Володя осторожно обходил ноздреватые полустершиеся камни, каждый из которых имел свою тысячелетнюю историю, а Ефим Леонтьевич рассказывал о древних войнах, от которых дрожали камни Пантикапея, о жестоком царе Митридате, имя которого приняла гора, где теперь стоял музей. Рассказал Ефим Леонтьевич о солнцеголовом Савмаке — отважном вожде восставших в Пантикапее скифских рабов, которые сделали его, тоже раба, своим царем. Держава Савмака простиралась почти на весь Босфор, но Савмак пал в неравной борьбе с Митридатом.
Володя сразу возненавидел Митридата… Но тут он узнал, что почти в те же годы один из римских полководцев, которые назначались сенатом Рима для борьбы со Спартаком, не мог прибыть по назначению, потому что воевал с Митридатом. После этого Володя кое-что простил владыке Боспорского царства, который хоть немножко помешал римлянам в борьбе со Спартаком.
Так открывались в мире какие-то ошеломляющие связи, о которых Володя даже и не подозревал раньше, как ни задумывался он, когда был совсем маленьким, над связью, что существовала между градусником в детском саду и пометкой отца в каменоломнях…
Глядя на высеченные в камне буквы, Володя опять вспоминал про закрытое теперь подземелье, где осталась на камне памятка, вырезанная отцом в дни его славной молодости. «Вот так когда-нибудь тоже вырежут тот камень, положат в лапидарии, придут люди и прочтут: „Н. Дубинин, И. Гриценко, 1919“. И увидят люди звезду о пяти концах.

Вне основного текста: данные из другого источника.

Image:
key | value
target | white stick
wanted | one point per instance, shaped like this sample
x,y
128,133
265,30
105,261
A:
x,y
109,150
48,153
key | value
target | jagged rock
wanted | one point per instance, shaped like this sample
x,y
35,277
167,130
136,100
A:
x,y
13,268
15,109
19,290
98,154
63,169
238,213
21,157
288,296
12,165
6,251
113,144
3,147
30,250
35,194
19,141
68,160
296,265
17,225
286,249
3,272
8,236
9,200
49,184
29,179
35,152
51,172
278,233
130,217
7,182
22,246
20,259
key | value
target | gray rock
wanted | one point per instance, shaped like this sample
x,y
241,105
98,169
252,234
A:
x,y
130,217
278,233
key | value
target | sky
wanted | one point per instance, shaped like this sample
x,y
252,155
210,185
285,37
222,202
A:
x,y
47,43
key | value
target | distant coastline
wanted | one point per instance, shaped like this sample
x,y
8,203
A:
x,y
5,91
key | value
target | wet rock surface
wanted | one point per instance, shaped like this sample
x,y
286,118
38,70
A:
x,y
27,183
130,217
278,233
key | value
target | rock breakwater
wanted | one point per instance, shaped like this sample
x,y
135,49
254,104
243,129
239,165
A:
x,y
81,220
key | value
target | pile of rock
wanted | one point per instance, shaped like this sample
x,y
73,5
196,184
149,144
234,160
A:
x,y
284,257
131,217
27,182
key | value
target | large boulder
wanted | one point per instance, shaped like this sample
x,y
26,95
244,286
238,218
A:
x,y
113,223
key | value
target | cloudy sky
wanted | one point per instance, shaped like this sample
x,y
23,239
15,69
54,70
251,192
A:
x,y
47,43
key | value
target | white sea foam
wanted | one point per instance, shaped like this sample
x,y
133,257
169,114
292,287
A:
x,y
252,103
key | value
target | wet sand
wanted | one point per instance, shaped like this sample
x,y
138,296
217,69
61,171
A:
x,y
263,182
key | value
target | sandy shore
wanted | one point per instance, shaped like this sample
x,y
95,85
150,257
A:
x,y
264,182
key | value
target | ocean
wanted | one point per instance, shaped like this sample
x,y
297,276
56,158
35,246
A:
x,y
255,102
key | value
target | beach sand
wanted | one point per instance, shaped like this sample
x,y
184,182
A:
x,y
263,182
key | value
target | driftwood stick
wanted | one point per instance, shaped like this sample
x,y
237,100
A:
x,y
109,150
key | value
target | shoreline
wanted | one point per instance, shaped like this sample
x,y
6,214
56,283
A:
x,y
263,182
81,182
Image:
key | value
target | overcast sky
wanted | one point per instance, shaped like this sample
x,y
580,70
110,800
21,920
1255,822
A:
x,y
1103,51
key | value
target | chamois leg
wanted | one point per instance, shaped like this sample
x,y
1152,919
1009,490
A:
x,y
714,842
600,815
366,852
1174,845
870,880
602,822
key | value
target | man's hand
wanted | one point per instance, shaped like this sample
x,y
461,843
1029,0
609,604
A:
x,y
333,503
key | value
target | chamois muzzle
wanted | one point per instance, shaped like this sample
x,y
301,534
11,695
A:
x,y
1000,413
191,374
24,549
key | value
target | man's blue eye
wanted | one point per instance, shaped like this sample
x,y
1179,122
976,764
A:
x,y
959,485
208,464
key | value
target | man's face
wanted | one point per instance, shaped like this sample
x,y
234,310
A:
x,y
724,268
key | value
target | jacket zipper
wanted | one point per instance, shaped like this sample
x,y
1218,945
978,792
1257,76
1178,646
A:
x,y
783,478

И поймут, какие храбрецы бились в камнях в 1919 году нашей эры…»
Володе понравилось, что сотрудник музея говорил о прошлом так, будто он сам только что был во владениях Митридата, беседовал с рабами, пробовал вино из амфор, зажигал светильники, присутствовал при ссоре Митридата с сыном…
И хотя на сотруднике музея была серая толстовка, из кармана которой торчал карандаш, а на ногах сандалии «Скороход», верилось, что он бы не заблудился на улицах Пантикапея и в случае чего дотолковался бы с древними, и Савмак или сам Спартак приняли бы его как своего человека. А когда он рассказал, что высокое плоскогорье и гребень холмов, начинающийся вершиной Митридата, тянутся до самой Феодосии, где сейчас идут раскопки, Володя сразу решил, что необходимо посмотреть и эти раскопки, и где кончается гребень, идущий от Митридата. Однако когда он сказал об этом Ефиму Леонтьевичу, тот объяснил, что поездка такая — дело хлопотливое, отнимет немало времени, и если уж предпринимать ее, то разве только в дни каникул. Да и надо еще сначала кое-что пройти в классе по учебнику, прежде чем пускаться в археологию.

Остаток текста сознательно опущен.